I'm in a little bit of a funk right now. A little overwhelmed with my life, specifically our financial situation.
I'd like to pack it all up, sell it, and get the hell out of dodge.
But I know that that's not the answer.
What prompted this little meltdown? We were blessed enough to come into a wee bit of money, and it has to go toward debt. On the one hand, I'm grateful that I have this extra bit of moola to put toward our bills. On the other hand, I'm frustrated that our previous financial missteps don't allow us to enjoy this little windfall.
J and I have been in an unfortunate cycle over the last three and a half years. A BIG part of it is circumstantial -job losses (hello, four months of being unemployed), lower incomes, blah, blah, blah. But part of it is a result of "violent spending". That's a direct quote from J. Now, we're not popping bottles of Cristal or buying flat-screen T.V.'s, but every little bit adds up. I completely accept full responsibility for the financial decisions that put us where we are today.

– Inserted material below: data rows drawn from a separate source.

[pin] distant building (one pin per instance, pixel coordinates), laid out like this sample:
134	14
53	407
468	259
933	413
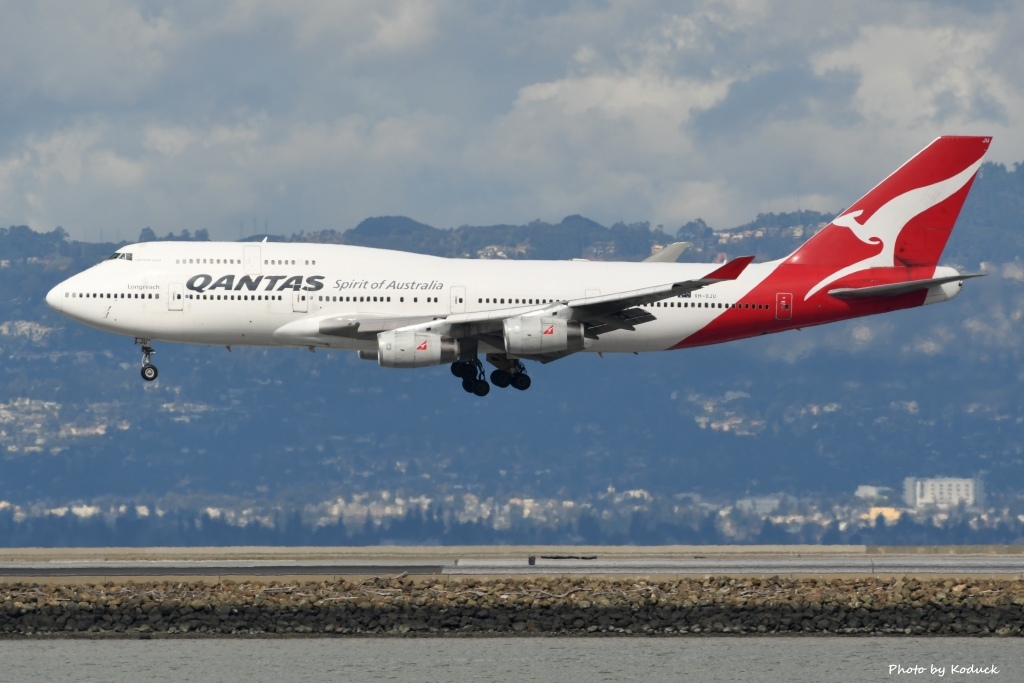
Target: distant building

But, cookies? It sucks. We're in a holding pattern. It's not that I don't see the light at the end of the tunnel, it's just that at this point, the light is a teeny, tiny sliver of light that I really have to squint to see.
I'm trying to slowly implement some of the strategies advocated by FB, and I'm also getting this book.
And I've applied to both Kaplan and the Princeton Review to see if I can get a part-time job as an S.A.T. or GRE tutor. Working for either of these two companies would be great because the money would be worth it ($17 - $25/hour, which I think is awesome for part-time work) and the hours are flexibile, mostly nights or weekends. Getting a job and then working 10 hours/week would be a huge help, and it would still allow me to maintain my current job.
Deep sigh. I just want things to change.